Stretches the chest, neck, and spine
Calms the brain and helps alleviate stress and mild depression
Stimulates abdominal organs, lungs, and thyroid
Rejuvenates tired legs
Improves digestion
Helps relieve the symptoms of menopause
Relieves menstrual discomfort when done supported
Reduces anxiety, fatigue, backache, headache, and insomnia
Therapeutic for asthma, high blood pressure, osteoporosis, and sinusitis
Use caution if you have a neck injury.

Lie supine on the floor, and if necessary, place a thickly folded blanket under your shoulders to protect your neck. Bend your knees and set your feet on the floor, heels as close to the sitting bones as possible.

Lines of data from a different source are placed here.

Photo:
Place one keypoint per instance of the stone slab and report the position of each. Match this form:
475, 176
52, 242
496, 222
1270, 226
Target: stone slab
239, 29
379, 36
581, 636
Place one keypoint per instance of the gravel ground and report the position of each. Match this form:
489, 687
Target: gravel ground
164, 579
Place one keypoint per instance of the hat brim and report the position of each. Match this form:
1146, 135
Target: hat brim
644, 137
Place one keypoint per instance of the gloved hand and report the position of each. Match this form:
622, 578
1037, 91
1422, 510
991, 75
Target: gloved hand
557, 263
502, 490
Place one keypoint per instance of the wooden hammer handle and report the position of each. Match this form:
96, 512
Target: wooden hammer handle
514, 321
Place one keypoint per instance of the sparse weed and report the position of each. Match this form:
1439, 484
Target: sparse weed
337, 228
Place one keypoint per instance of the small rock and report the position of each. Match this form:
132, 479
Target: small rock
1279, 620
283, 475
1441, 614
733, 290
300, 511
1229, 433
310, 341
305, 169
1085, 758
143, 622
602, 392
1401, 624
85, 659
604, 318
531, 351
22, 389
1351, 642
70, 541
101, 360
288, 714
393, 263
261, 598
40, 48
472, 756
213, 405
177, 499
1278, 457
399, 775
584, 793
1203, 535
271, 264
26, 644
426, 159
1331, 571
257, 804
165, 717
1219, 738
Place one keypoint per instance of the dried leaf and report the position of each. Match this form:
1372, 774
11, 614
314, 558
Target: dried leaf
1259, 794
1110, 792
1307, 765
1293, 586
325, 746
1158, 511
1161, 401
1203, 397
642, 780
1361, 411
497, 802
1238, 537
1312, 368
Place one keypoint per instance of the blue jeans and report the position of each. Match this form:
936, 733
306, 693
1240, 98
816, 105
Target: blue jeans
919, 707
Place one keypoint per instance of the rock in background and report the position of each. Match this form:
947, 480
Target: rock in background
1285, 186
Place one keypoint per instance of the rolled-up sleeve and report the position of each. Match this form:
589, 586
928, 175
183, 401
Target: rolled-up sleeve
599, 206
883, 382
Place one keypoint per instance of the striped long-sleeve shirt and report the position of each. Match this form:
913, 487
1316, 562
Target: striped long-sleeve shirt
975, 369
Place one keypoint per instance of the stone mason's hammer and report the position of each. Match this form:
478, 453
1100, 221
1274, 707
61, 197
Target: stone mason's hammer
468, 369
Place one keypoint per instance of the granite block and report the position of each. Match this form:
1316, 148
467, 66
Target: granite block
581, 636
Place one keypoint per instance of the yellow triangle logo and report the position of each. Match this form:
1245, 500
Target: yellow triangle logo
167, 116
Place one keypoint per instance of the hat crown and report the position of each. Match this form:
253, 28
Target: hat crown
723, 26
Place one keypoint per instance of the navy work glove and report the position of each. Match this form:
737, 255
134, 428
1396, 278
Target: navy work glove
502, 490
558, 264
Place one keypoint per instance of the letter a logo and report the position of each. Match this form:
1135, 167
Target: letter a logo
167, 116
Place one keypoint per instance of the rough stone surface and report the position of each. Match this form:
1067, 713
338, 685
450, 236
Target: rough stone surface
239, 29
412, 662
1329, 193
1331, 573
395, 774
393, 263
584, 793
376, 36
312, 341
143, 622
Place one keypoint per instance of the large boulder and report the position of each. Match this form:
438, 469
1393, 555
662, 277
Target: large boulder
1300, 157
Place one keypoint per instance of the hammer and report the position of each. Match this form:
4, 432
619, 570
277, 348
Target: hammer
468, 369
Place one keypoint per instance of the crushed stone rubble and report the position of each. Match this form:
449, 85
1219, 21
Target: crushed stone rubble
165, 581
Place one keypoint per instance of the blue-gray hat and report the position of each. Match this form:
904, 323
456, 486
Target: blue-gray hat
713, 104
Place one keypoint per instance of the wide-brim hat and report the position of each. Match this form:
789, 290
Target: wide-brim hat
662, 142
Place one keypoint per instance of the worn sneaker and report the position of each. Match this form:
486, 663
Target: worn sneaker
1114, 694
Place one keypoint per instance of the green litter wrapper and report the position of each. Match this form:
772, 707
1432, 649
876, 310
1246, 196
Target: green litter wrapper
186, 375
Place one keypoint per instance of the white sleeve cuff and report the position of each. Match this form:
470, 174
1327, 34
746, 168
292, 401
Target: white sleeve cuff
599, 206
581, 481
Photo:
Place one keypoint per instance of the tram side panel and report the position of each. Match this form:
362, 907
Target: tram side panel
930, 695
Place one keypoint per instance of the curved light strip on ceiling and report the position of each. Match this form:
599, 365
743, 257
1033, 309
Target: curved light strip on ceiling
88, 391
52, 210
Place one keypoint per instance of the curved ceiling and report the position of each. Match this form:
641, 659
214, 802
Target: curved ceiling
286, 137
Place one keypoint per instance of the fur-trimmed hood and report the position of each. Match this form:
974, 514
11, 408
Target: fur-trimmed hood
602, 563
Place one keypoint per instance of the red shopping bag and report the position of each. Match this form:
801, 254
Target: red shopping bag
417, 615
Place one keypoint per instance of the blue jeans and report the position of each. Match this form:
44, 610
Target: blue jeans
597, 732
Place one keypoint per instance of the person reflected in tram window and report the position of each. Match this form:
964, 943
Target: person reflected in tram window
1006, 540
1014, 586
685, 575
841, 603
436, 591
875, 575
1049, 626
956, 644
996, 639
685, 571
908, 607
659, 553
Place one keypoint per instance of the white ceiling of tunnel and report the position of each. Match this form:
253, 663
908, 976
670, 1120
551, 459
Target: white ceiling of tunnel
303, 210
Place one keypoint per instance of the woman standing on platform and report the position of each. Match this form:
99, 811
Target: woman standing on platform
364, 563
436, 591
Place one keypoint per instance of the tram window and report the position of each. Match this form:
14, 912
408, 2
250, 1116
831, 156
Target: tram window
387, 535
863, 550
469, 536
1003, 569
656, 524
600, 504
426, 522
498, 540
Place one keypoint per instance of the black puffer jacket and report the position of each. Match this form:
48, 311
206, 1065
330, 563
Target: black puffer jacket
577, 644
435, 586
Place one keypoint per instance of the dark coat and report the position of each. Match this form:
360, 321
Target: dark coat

Exhale and, pressing your inner feet and arms actively into the floor, push your tailbone upward toward the pubis, firming (but not hardening) the buttocks, and lift the buttocks off the floor. Keep your thighs and inner feet parallel.

Clasp the hands below your pelvis and extend through the arms to help you stay on the tops of your shoulders.

Lift your buttocks until the thighs are about parallel to the floor. Keep your knees directly over the heels, but push them forward, away from the hips, and lengthen the tailbone toward the backs of the knees. Lift the pubis toward the navel.

Lift your chin slightly away from the sternum and, firming the shoulder blades against your back, press the top of the sternum toward the chin. Firm the outer arms, broaden the shoulder blades, and try to lift the space between them at the base of the neck (where it’s resting on the blanket) up into the torso.

Stay in the pose anywhere from 30 seconds to 1 minute. Release with an exhalation, rolling the spine slowly down onto the floor.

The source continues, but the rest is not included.